Jude stops, and so do I. Her brows draw together, and then she blinks, slow enough that it seems to move one eye at a different speed than the other.

She opens her mouth, runs her tongue along the top of her teeth, and then shuts her lips firmly.

Her facial expressions playing out my feelings over the last few days.

I run my fingers over the edge of my coat sleeve, working my nail around the edge of the bottom that cinches it in.

“I know.” My eyes drop to my boots because I can’t see the look in Jude’s.

“Fuck,” she says finally.

Before I have a chance to formulate the response you should give at a time like this, which I suppose is offering a reason why someone would threaten you, Jude yanks me into a hug, her chin resting on the top of my head.

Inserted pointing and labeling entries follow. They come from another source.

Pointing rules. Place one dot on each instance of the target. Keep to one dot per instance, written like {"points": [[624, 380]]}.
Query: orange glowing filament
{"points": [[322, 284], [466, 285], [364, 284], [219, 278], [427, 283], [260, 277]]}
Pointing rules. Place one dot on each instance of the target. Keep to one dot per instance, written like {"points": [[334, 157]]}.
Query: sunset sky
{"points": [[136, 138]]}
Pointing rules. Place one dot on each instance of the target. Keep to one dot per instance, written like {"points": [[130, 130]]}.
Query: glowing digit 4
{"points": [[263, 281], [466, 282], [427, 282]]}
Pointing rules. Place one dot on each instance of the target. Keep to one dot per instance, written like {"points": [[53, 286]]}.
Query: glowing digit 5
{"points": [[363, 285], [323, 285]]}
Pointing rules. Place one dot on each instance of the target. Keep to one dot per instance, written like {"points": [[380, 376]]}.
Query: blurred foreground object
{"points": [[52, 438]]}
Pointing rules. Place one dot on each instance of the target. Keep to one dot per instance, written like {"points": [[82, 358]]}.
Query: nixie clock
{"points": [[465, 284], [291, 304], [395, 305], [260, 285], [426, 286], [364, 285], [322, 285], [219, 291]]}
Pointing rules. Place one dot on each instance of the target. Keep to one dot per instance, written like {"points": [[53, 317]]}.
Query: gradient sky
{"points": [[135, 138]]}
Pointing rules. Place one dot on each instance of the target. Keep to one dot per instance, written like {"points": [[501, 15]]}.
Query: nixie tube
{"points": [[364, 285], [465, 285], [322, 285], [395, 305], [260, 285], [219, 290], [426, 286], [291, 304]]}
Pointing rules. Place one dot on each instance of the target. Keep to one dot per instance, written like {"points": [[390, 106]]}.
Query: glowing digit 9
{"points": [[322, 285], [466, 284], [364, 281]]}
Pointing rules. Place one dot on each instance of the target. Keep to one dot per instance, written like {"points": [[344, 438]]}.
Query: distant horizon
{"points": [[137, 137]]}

I smile, her hands looping around my shoulders and squeezing tight.

We stand for a moment before she pulls back.

“Is it Henry?” She drops her voice to a whisper. The one thing I don’t regret is telling Jude that I have a vengeful ex; the problem is the lies that wrap around that statement.

“No,” I say.

“Is it about Henry?” Jude asks. I can see it in her eyes, the spark that must fire when she sits down to write up a new article, her investigatory radar flickering. But I can’t fault her, she’s asking the right questions and it takes effort not to lie to her. She knows enough of the truth to help.

“I don’t know,” I say, and the part I leave out speaks for itself. It could be.

“How can I help?” she says, and something catches in the back of my throat.